Conference Coverage

Treatment Patterns Among Men With Metastatic Castrate-Resistant Prostate Cancer Within the United States Veterans Affairs Health System

Abstract 26: 2016 AVAHO Meeting


 

Background: Therapeutic options for men with metastatic castrate-resistant prostate cancer (mCRPC) have expanded significantly over the past 5 years with several new agents demonstrating improved survival, including 2 oral agents. Abiraterone acetate (AA), a CYP-17 androgen synthesis inhibitor, obtained initial FDA approval in 2011 for post-docetaxel (DXT) use and gained expanded approval in 2012 for pre-DXT use.
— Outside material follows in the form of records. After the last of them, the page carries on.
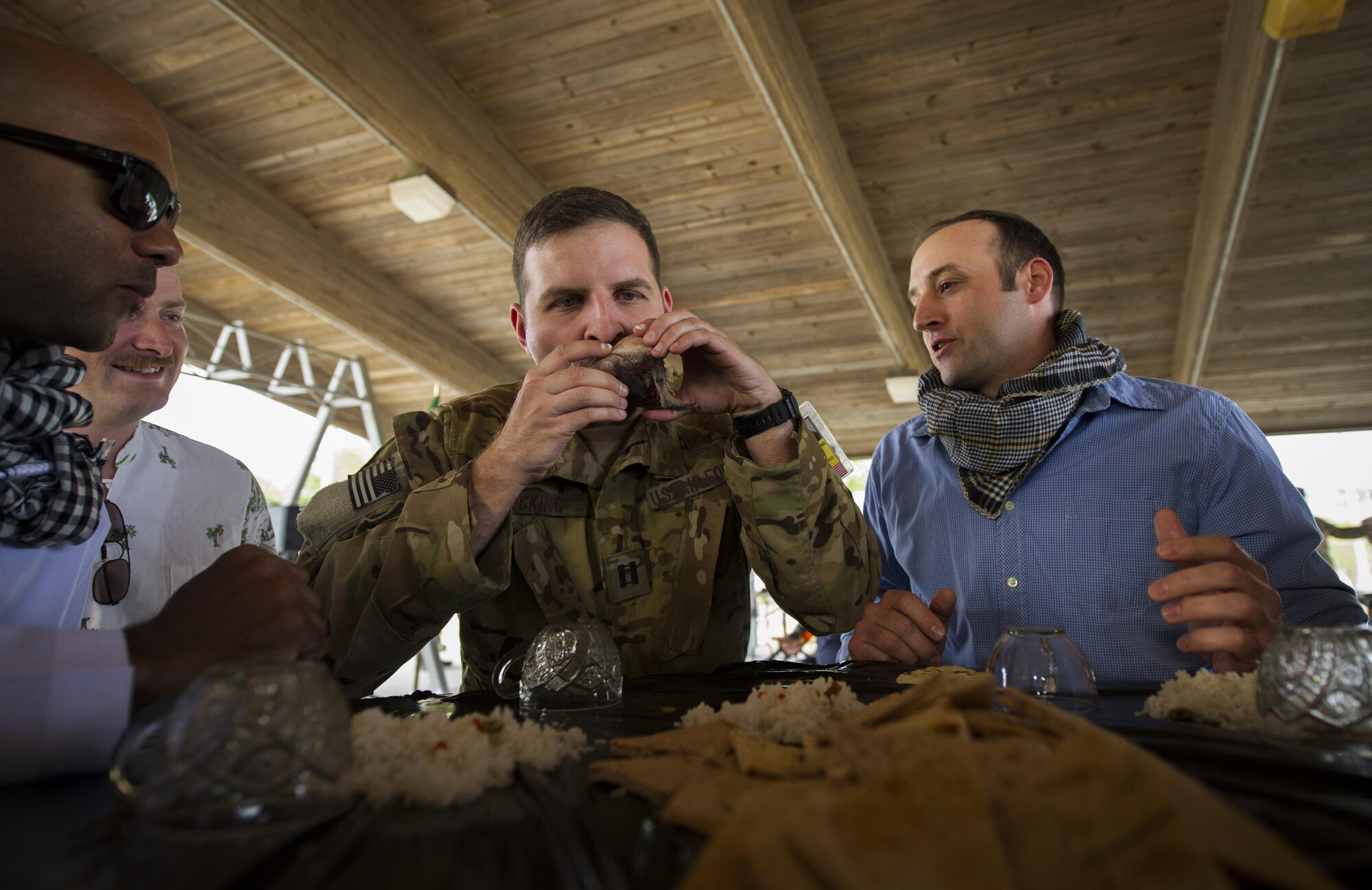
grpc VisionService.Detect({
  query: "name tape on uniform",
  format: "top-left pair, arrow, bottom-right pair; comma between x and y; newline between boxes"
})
513,489 -> 591,519
648,463 -> 724,510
Enzalutamide (ENZ), an androgen receptor signaling inhibitor, also gained FDA approval in 2012 (post-DXT) and indication was expanded in 2014 (pre-DXT).

Purpose: The objective is to provide insight into the uptake of novel therapeutics and its impact on treatment for patients with mCRPC.

Methods: For this observational study, Veterans Affairs (VA) healthcare system data (including hospitalizations, outpatient visits, and pharmacy) were used to identify male veterans who received treatment for mCRPC between fiscal years 2008 and 2014. Sequencing patterns and treatment duration were assessed. Descriptive statistics were employed.

Results: During the study period, 8,774 patients initiated advanced lines of therapy associated with mCRPC. AA, DXT, and ketoconazole (KCZ) were the most commonly used firstlines of advanced therapies (24.6%, 24.8%, 47.0%, respectively). Between 2008 and 2013, the proportion of mCRPC patients treated with first-line DXT or KCZ dropped from 98% to 38% (P < .0001) while the proportion who received first-line AA increased to 58% (P < .0001). Furthermore, among the 4,169 patients treated with AA between 2011 and 2014, the proportion treated pre-DXT increased from 32% to 80% (P < .0001). AA was also the most common second-line treatment received. Between 2012 and 2013, ENZ use was low but increased dramatically. Among patients who initiated DXT, KCZ, or AA as first-line treatment in 2011/2012, median time on initial treatment was 5.9, 9.1, 11.5 months, respectively.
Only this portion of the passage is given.